Zengezur Koridoru: Türk Milleti İçin Bir Tuzak mı?Prof. Dr. Murat KAN Son günlerde bölge gündeminin en sıcak konularından biri olan Zengezur Koridoru anlaşması, kamuoyunda büyük bir heyecanla tartışılıyor. Ancak gerçeğe daha derin bakıldığında, bu projenin sadece bir ulaştırma veya ticaret hattı olmadığını, küresel güçlerin bölge üzerinde kurduğu stratejik bir hamle olduğunu görmek mümkündür. Jeopolitik […]
Zengezur Koridoru: Türk Milleti İçin Bir Tuzak mı?
Prof. Dr. Murat KAN
Son günlerde bölge gündeminin en sıcak konularından biri olan Zengezur Koridoru anlaşması, kamuoyunda büyük bir heyecanla tartışılıyor. Ancak gerçeğe daha derin bakıldığında, bu projenin sadece bir ulaştırma veya ticaret hattı olmadığını, küresel güçlerin bölge üzerinde kurduğu stratejik bir hamle olduğunu görmek mümkündür.
Jeopolitik Tuzak
Zengezur Koridoru, ilk bakışta Türk dünyasını birbirine bağlayan, Azerbaycan’ı doğrudan Nahçıvan üzerinden Türkiye’ye ulaştıran bir fırsat gibi sunuluyor. Ancak, haritaya ve güç dengelerine dikkatlice baktığımızda bu hattın aynı zamanda Türk milletinin bağımsız hareket alanını kısıtlayacak unsurları barındırdığı görülüyor.
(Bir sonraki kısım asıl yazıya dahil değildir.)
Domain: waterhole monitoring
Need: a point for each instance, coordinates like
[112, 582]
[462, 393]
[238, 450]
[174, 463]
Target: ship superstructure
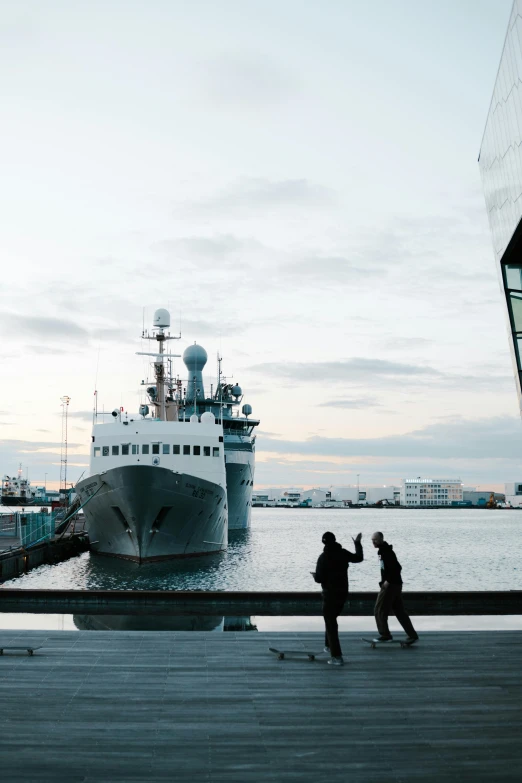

Koridor, Türk dünyası için bir bütünleşme yolu gibi pazarlansa da, planlama sürecinde bölge dışı güçlerin, özellikle Siyonist lobilerin ve küresel aktörlerin etkili olduğu açıktır. Bu güçler, enerji hatlarından ticaret yollarına kadar her adımı kendi çıkarlarına göre şekillendirmekte, yerel halkların uzun vadeli menfaatlerini geri plana itmektedir.
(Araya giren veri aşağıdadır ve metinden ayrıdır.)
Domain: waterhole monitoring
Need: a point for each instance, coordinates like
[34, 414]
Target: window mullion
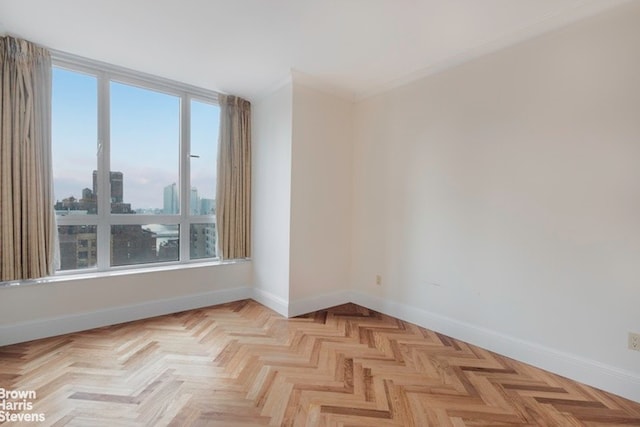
[185, 176]
[104, 190]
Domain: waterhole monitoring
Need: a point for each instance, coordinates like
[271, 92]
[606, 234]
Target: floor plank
[240, 364]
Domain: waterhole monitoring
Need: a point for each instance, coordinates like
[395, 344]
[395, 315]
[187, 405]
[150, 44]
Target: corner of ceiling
[580, 10]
Küresel aktörler, Türk devletlerinin coğrafi ve ekonomik bütünleşmesini isteseydi, bunu çok daha adil ve egemenlik haklarını koruyan bir çerçevede yaparlardı. Oysa bugün masada duran Zengezur planı, Türk milletinin egemenlik sahasını daraltan, bölge güvenliğini yabancı garantörlere teslim eden maddelerle doludur.
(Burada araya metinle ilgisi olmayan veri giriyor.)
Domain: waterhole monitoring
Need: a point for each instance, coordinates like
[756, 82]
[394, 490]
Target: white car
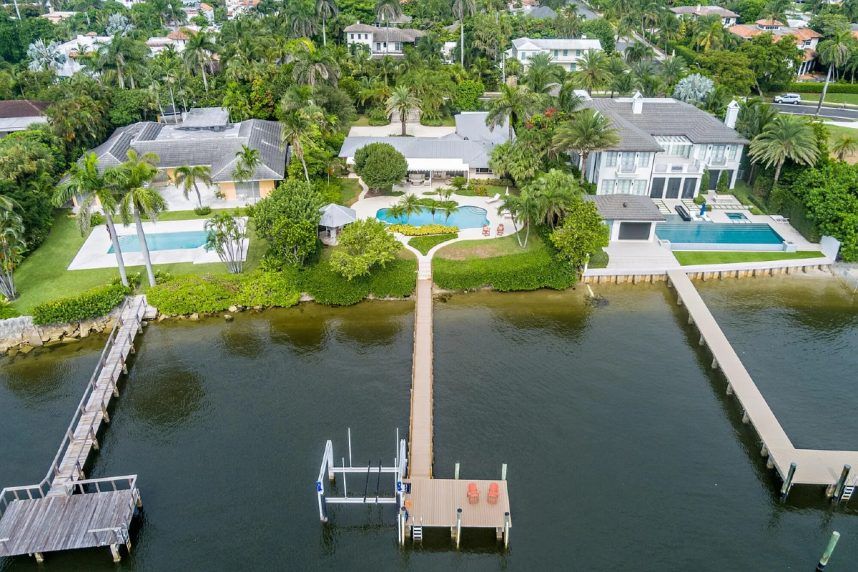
[793, 98]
Bu bağlamda, Zengezur Koridoru’nu sadece bir “Türk Dünyası Projesi” olarak görmek, gerçeğin yarısını görmek anlamına gelir. Gerçek, bu hattın aynı zamanda İsrail’in güvenlik doktrini ve Batı’nın Avrasya politikaları ile birebir örtüştüğüdür.
Ekonomiden Daha Fazlası
Koridorun inşasıyla beraber, bölgeye askeri, istihbari ve siyasi nüfuz kanallarının da açılacağı unutulmamalıdır. Bugün ticaret hattı gibi görünen bu güzergâh, yarın Türk dünyasının stratejik karar mekanizmalarına dış müdahale için kullanılabilecek bir kapıya dönüşebilir.
Sonuç
Zengezur Koridoru, bir ulaşım projesinden öte, büyük güçlerin satranç tahtasındaki hamlelerinden biridir. Türk milleti, bu hamlenin ne kadar lehine veya aleyhine olduğunu soğukkanlılıkla analiz etmeli, kısa vadeli kazançların ardındaki uzun vadeli kayıpları hesaba katmalıdır.